USD/JPY: BOJ tidak dapat mendukung yen

BOJ telah menjadi mata rantai terlemah selama siklus pengetatan kebijakan moneter dari tahun 2021 hingga 2023. Sementara Federal Reserve dan Reserve Bank of New Zealand menaikkan suku bunga sebesar 525 bps , BOE sebesar 515 bps, Bank of Canada sebesar 475 bps, dan ECB serta Bank of Norway sebesar 450 bps, BoJ tidak sama sekali. Akibatnya, yen menjadi mata uang dengan kinerja terburuk di antara mata uang G10 pada tahun 2023. Yang mengejutkan, pada tahun 2024, depresiasinya terus berlanjut.

Skala pengetatan kebijakan moneter oleh bank sentral dunia.

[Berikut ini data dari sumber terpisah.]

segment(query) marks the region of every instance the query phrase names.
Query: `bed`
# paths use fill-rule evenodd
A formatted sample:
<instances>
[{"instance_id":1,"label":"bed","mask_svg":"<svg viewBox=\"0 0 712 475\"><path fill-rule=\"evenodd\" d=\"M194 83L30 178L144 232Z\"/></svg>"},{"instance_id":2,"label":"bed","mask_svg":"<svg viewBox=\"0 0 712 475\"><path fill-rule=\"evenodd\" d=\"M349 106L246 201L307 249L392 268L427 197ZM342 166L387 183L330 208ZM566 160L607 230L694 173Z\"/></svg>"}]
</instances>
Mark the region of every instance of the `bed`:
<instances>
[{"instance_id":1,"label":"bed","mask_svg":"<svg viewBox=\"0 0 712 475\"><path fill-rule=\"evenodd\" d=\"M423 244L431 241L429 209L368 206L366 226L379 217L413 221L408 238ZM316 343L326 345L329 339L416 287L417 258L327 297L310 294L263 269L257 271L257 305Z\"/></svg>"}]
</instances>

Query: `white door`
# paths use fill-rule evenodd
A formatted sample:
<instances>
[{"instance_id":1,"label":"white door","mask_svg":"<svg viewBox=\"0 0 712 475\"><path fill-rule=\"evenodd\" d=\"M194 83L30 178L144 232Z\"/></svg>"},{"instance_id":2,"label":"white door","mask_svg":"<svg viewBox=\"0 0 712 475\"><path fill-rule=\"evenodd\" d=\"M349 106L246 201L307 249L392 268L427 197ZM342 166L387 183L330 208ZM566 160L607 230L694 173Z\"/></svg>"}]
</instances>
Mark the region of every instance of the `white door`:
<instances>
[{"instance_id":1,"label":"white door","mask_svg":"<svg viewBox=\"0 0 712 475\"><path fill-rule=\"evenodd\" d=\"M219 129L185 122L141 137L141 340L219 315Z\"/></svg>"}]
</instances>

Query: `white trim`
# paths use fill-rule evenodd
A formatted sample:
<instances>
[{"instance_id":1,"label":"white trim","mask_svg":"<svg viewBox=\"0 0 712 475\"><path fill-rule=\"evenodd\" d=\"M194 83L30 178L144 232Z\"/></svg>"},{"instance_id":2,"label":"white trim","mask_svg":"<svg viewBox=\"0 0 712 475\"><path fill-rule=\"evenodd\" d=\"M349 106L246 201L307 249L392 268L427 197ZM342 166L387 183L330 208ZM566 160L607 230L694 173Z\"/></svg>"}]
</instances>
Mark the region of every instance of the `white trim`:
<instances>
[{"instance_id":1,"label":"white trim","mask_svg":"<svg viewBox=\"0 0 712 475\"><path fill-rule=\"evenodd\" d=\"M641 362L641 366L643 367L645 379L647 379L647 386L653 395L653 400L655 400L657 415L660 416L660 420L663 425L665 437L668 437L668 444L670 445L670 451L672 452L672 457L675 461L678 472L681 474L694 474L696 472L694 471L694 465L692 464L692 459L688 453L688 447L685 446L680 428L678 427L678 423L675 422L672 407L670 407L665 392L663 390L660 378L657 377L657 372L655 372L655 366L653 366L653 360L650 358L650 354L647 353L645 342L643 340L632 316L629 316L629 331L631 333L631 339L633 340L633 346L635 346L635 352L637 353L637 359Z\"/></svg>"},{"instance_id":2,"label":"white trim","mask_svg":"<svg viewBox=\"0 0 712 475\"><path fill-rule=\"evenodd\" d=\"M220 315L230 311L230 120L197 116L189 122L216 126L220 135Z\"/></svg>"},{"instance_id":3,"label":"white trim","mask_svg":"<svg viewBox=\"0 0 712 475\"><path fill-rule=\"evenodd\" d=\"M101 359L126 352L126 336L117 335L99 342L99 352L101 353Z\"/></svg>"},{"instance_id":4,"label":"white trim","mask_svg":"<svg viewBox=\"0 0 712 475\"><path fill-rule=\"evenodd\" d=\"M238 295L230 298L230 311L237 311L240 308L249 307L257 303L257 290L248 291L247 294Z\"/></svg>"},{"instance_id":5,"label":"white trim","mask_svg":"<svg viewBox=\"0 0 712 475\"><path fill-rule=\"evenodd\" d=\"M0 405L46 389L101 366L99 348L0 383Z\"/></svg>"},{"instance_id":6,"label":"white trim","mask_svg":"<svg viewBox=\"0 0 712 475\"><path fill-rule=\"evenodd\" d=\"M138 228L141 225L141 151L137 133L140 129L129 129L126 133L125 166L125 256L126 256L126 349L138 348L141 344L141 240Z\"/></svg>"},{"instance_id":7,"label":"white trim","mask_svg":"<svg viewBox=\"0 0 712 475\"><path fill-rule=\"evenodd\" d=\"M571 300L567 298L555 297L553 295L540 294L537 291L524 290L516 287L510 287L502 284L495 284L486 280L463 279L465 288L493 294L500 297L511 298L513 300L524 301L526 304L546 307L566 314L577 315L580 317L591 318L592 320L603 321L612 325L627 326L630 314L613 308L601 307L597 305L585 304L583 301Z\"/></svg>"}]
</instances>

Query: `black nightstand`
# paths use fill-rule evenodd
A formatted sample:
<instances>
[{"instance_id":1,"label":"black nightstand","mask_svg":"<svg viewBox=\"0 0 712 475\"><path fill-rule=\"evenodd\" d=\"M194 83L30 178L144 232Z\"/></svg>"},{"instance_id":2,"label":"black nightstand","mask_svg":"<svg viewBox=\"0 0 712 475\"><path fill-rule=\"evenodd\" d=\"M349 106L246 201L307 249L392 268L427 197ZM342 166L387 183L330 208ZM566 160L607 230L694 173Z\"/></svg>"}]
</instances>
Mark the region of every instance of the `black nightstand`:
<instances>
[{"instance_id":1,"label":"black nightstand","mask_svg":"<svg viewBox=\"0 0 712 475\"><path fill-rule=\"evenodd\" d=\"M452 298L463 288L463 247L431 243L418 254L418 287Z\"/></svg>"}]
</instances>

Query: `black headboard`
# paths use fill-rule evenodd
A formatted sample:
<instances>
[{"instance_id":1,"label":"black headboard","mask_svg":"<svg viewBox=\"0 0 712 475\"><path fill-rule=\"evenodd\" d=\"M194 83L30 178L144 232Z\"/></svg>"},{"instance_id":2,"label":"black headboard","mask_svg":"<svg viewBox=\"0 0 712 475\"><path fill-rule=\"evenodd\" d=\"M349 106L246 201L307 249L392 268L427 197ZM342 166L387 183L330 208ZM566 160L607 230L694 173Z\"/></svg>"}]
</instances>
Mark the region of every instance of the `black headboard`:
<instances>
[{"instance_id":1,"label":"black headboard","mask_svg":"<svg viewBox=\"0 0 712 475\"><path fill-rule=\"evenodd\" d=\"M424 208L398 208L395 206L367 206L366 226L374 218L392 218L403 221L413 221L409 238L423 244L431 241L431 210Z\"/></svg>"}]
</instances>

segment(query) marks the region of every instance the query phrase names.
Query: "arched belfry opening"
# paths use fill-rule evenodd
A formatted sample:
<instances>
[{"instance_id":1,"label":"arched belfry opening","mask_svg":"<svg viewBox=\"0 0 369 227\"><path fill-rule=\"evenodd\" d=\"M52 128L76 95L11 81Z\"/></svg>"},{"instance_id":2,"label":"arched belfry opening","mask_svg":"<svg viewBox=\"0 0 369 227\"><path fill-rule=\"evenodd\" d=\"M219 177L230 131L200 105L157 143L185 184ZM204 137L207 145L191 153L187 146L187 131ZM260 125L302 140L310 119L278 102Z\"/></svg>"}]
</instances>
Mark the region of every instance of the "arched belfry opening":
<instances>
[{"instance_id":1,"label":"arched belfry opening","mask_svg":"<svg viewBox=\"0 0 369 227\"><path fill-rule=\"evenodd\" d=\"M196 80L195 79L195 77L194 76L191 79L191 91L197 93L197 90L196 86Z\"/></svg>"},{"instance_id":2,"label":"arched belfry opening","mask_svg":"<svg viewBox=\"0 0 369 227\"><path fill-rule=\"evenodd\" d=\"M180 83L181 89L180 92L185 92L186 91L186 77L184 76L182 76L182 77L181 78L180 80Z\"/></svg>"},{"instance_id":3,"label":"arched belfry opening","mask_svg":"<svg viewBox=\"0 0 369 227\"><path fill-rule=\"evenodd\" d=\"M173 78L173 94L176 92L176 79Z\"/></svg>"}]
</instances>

Pada akhir tahun lalu, ada janji-janji besar terhadap mata uang Jepang. Diduga, berada di sela-sela BOJ tanpa batas waktu bukanlah suatu pilihan. Kebijakan moneter yang sangat longgar menciptakan ketidakseimbangan yang parah di pasar keuangan; Hal ini perlu dinormalisasi, terutama ketika inflasi sudah melampaui target 2% selama 20 bulan.

Kazuo Ueda dan rekan-rekannya berhati-hati, mengindikasikan bahwa hanya setelah negosiasi kenaikan upah di musim semi, BoJ akan mengabaikan kebijakan suku bunga negatif dan mengangkat kendali kurva imbal hasil obligasi. Pada akhirnya, bank sentral menyudutkan dirinya sendiri. Karena menantikan satu peristiwa, mereka melewatkan perlambatan inflasi.

Dinamika imbal hasil obligasi Jepang

Pada bulan Januari, laju pertumbuhan harga konsumen di Tokyo, yang merupakan indikator utama CPI nasional, turun menjadi 1,6%, dengan estimasi konsensus Reuters sebesar 1,9%. Angka ini merupakan level minimum sejak Maret 2022. Penurunan tersebut menimbulkan masalah bagi BOJ. Jika yang dimaksud adalah proses deflasi global, Jepang berisiko kembali mengalami masalah lama—deflasi dan generasi yang hilang. Akibatnya, kebijakan moneter Tokyo akan tetap sangat longgar, dan yen, yang diperkirakan menjadi favorit pada tahun 2024, akan berubah menjadi kekecewaan besar.

Namun, penting untuk diingat bahwa selalu ada dua mata uang dalam setiap pasangan mata uang. Rally USD/JPY tidak hanya didorong oleh keraguan investor terhadap pengabaian kebijakan suku bunga negatif BoJ, tetapi juga oleh kenaikan imbal hasil obligasi pemerintah AS. Peningkatan PDB AS sebesar 3,3% pada kuartal keempat menjadi bukti lain ketahanan perekonomian terhadap pembatasan moneter paling agresif yang dilakukan oleh Federal Reserve dalam beberapa dekade terakhir. Kini, nasib indeks saham dan dolar AS ada di tangan Ketua Fed Jerome Powell dan rekan-rekan.

Di satu sisi, penurunan suku bunga dana federal pada bulan Maret tampaknya terlalu dini; namun, imbal hasil riil obligasi yang tinggi akan memperlambat perekonomian. Terlebih lagi, jika inflasi mencapai target 2% dalam beberapa bulan mendatang, apa gunanya menjaga biaya pinjaman pada 5,5%? Sinyal dovish dari Federal Reserve adalah alasan untuk menjual USD/JPY.

Secara teknis, pada grafik harian dari pasangan yang dianalisis, terdapat konsolidasi di kisaran 146,7–148,7. Hanya breakout kuotasi di luar kisaran ini yang akan menentukan arah USD/JPY lebih lanjut. Strategi agresif melibatkan penjualan dolar AS di bawah 147 dan membeli di atas 148,35.